Should a woman become pregnant or suspect she is pregnant while she or her partner is
participating in this study, she should inform her treating physician immediately. Men
treated or enrolled on this protocol must also agree to use two forms of contraception
prior to the study, for the duration of study participation, and for 3 months after
completion of administration of TdCyd.
- Patients must have completed any chemotherapy, radiation therapy, or biologic therapy
greater than or equal to 4 weeks or 5 half-lives (whichever is shorter) (6 weeks for
nitrosoureas or mitomycin C) prior to entering the study. Patients must be greater
than or equal to 2 weeks since any prior administration of a study drug in a phase 0
or equivalent study and be greater than or equal to 2 weeks since any prior palliative
radiation or cyberknife therapy. Patients must have recovered to grade 1 from prior
toxicity or adverse events. Patients with bone metastases or hypercalcemia on
intravenous bisphosphonate treatment prior to study entry may continue this treatment.
- Ability to understand and the willingness to sign a written informed consent document.
- Willingness to provide blood and urine samples for research purposes.
- Ability to swallow pills/capsules.
- Patients who are receiving any other investigational agents.
- Pregnant women and women who are breastfeeding are excluded from this study.

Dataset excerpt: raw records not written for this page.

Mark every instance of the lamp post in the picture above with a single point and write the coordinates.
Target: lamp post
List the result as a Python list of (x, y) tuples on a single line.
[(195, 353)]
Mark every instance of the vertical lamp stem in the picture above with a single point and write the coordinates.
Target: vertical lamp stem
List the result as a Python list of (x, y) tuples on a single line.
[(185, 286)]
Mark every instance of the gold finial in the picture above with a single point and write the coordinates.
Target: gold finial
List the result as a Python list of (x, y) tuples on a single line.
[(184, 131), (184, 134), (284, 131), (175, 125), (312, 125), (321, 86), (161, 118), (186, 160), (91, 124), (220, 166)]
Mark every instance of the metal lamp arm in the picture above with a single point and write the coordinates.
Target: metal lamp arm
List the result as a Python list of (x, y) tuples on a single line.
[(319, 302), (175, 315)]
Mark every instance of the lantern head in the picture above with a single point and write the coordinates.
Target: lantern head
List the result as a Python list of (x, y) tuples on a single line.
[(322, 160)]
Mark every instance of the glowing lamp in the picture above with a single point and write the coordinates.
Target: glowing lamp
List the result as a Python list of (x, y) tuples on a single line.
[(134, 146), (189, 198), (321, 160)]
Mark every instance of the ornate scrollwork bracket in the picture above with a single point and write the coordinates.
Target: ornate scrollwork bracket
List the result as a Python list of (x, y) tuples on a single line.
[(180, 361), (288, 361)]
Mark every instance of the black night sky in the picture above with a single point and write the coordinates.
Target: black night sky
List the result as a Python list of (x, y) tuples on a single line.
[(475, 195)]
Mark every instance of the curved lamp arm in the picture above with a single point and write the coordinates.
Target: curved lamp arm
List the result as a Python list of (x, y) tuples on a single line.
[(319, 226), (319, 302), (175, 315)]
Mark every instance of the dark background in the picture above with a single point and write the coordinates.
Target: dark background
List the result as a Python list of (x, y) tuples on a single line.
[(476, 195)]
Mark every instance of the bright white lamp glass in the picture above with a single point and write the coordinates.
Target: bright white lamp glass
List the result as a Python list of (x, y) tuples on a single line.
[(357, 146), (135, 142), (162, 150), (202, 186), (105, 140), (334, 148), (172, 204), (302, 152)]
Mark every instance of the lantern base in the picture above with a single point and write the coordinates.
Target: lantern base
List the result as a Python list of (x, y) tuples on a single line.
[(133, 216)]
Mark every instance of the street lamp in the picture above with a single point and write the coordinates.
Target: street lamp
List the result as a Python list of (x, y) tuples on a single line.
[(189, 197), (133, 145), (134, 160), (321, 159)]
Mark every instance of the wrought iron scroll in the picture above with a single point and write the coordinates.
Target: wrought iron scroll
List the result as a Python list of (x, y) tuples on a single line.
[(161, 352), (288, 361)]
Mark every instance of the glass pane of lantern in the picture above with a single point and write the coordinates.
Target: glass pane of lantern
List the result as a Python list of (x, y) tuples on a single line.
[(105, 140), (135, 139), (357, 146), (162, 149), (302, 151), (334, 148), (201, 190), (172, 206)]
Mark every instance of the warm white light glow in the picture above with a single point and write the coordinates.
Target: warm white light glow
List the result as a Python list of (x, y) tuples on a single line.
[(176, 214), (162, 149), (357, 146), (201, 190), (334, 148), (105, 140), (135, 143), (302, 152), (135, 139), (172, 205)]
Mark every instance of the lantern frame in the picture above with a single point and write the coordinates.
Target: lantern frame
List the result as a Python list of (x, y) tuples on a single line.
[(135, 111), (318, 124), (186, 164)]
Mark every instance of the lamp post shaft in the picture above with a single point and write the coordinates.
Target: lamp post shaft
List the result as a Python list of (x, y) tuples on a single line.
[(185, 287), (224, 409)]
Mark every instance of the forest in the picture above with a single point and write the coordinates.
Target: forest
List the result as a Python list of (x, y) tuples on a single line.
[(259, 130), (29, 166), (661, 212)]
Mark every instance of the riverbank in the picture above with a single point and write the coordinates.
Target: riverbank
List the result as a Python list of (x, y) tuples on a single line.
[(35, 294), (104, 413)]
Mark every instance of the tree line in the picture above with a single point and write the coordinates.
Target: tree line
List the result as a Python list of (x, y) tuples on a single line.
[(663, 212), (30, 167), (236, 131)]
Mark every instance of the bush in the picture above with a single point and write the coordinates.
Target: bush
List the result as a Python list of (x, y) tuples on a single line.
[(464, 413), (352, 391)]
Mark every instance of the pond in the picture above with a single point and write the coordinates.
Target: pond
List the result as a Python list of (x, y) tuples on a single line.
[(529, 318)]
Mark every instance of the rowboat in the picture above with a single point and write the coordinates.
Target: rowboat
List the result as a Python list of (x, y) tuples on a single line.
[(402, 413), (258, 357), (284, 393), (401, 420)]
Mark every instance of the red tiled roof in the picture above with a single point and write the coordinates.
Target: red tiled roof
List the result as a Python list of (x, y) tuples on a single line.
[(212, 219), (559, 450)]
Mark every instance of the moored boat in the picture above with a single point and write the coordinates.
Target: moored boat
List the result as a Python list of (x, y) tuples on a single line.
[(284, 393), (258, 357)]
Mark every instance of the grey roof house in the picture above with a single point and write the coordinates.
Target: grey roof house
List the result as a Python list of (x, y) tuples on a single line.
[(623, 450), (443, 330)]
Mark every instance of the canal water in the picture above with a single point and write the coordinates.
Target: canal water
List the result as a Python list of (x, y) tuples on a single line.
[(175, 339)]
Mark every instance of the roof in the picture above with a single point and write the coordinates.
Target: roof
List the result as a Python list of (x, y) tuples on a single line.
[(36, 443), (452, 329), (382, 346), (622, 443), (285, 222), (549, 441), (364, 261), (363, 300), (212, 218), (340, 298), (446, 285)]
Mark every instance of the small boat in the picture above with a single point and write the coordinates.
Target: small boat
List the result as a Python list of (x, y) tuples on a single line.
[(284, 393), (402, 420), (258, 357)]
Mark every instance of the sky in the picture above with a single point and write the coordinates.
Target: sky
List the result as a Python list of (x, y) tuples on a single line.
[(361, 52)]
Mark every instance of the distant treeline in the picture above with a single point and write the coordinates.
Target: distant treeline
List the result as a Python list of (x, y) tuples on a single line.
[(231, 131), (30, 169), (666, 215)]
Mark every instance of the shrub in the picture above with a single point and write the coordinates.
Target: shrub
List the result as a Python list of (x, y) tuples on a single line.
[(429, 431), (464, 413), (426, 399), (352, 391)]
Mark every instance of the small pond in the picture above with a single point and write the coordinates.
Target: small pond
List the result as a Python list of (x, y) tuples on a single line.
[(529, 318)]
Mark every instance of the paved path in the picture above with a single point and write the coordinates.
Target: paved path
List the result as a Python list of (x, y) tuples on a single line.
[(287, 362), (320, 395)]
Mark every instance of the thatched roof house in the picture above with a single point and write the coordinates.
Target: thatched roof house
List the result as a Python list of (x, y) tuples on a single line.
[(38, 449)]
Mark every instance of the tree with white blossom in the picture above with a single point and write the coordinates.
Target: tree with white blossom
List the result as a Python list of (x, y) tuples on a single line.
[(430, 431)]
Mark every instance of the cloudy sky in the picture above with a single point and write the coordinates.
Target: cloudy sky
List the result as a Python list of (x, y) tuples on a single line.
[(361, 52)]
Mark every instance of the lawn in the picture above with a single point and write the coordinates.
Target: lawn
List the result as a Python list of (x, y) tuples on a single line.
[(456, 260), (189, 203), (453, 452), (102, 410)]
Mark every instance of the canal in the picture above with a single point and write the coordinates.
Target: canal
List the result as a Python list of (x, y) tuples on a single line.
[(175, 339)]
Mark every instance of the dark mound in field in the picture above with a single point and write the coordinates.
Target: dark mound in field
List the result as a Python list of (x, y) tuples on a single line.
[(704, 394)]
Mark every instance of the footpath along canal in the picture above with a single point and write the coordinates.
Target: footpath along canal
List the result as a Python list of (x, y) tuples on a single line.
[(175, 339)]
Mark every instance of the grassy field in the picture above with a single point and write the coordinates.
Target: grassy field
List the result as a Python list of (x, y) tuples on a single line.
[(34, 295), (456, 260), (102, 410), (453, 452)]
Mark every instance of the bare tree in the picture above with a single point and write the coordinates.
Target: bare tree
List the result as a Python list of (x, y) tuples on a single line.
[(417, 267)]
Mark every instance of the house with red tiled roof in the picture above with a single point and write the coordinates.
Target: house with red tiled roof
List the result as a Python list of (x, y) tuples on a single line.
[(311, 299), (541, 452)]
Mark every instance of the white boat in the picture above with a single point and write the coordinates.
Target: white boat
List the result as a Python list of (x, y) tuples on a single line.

- Patients with clinically significant illnesses which would compromise participation in
the study, including, but not limited to active or uncontrolled infection, immune
deficiencies, known HIV infection requiring protease inhibitor therapy, Hepatitis B,
Hepatitis C, uncontrolled diabetes, uncontrolled hypertension, symptomatic congestive
heart failure, unstable angina pectoris, myocardial infarction within the past 6
months, uncontrolled cardiac arrhythmia, or psychiatric illness/social situations that
would limit compliance with study requirements.
- Patients with known brain metastases or carcinomatous meningitis are excluded from
this clinical trial, with the exception of patients whose brain metastatic disease
status has remained stable for greater than or equal to 1 month after treatment of the
brain metastases. Patients should not be on anti-seizure medications. These patients
may be enrolled at the discretion of the Principal Investigator.
- Malabsorption syndrome or other conditions that would interfere with intestinal
- Patients who cannot tolerate PJP prophylaxis (i.e., known Bactrim and Pentamidine
INCLUSION OF WOMEN AND MINORITIES:
Both men and women of all races and ethnic groups are eligible for this trial.